Immer näher komme ich der Straße und der Bahntrasse und der schmale Pfad ist inzwischen nicht mehr zu erkennen. Ich durchlaufe eine Wiese mit hohen Gräsern, Wildpflanzen und vielen hohen Disteln. Egal, jetzt bin ich schon so weit gelaufen, jetzt muss ich mich bis zur Straße durchschlagen. Dann stehe ich vor einem Graben und dahinter erhöht ein Bahngleis. Beides überwinde ich und nach einer weiteren kurzen Durchquerung einer schmalen Wiese, stehe ich jetzt vor einem breiteren, tieferen und feuchten Graben.
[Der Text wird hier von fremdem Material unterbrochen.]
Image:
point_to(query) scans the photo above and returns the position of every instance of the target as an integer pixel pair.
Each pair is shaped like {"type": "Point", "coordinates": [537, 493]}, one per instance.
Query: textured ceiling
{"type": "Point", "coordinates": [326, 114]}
Dahinter die Leitplanke mit viel und schnellem Verkehr. Auch gibt es keinen Randstreifen zwischen Fahrbahn und Leitplanke. Selbst bei Überwindung des Grabens ist mir der Weg auf dieser Bundesstraße zu gefährlich. Es bleibt mir nichts anders übrig, ich muss zurück über das Bahngleis, den Graben und wieder auf dem schmalen Pfad zu den Gebäuden laufen. Als ich den Gebäuden näherkomme, richtet sich überrascht eine Frau auf einer Liege liegende durch mein plötzliches Erscheinen auf. Es ist eine Asiatin, leider kann ich mich nicht wirklich mit ihr verständigen. Doch dann kommt ein Fahrzeug angefahren. Von dem Fahrer erfahre ich, dass ich nicht die ausholende Straße nehmen muss, sondern dass es eine Unterführung und einen separaten Weg zum naheliegenden Bahnhof gibt.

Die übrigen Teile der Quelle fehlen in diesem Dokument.